Estaba agotada. Cerró los ojos para concentrarse, debía planear qué hacer, necesitaba regresar y abrir aquella puerta cerrada. El silencio se rompió por la presencia de la criada al traer la merienda; alcanzó a oír el rechinido de la puerta de su celda. Sin importar su cansancio reunió las fuerzas necesarias para actuar.
Gritó con tal intensidad que rompió todos los cristales del convento. El hábito de cada monja empezó a mancharse por un pequeño hilo rojo que escurría de sus oídos. El silencio para todas era total, ninguna escuchó la risa sardónica que aún es recordada con temor por la gente del pueblo cercano.
La transformación había comenzado. Tomó el llavero de las manos temblorosas y ensangrentadas de su celadora que yacía hincada en el piso rezando, y salió de la habitación con calma; no tenía prisa alguna, algo en su interior le decía que nada se interpondría en su búsqueda de libertad. Recorrió el camino ya conocido, y probó al azar una llave de aquel manojo con tal suerte que, al intentar abrir la primera puerta, esta cedió con facilidad.
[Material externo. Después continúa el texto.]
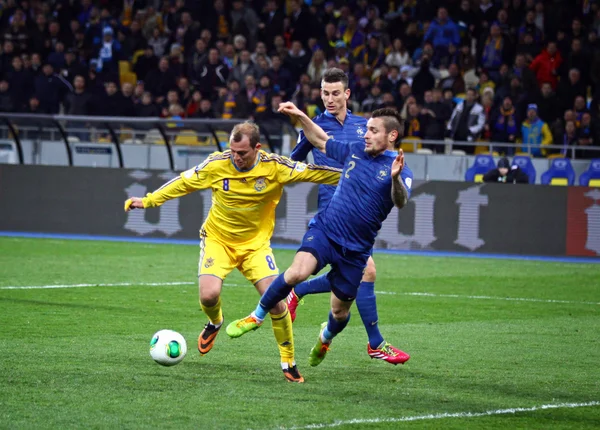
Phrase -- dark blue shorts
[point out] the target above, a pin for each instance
(347, 266)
Cruzó al otro lado e inmediatamente su cuerpo terminó su transformación, la luz de aquel lugar borró todo rastro de sufrimiento en su ser. Pensó por un instante «quien dijo que el infierno es oscuro nunca ha estado en él». Su cuerpo, tras la metamorfosis, gozaba de una nueva vitalidad; ya no sufría el tormento de aquel encierro. Cerró la puerta de una coz, y sin sentir la necesidad de extender sus alas, se alejó trotando emocionada por aquel lugar de extraordinarias llanuras.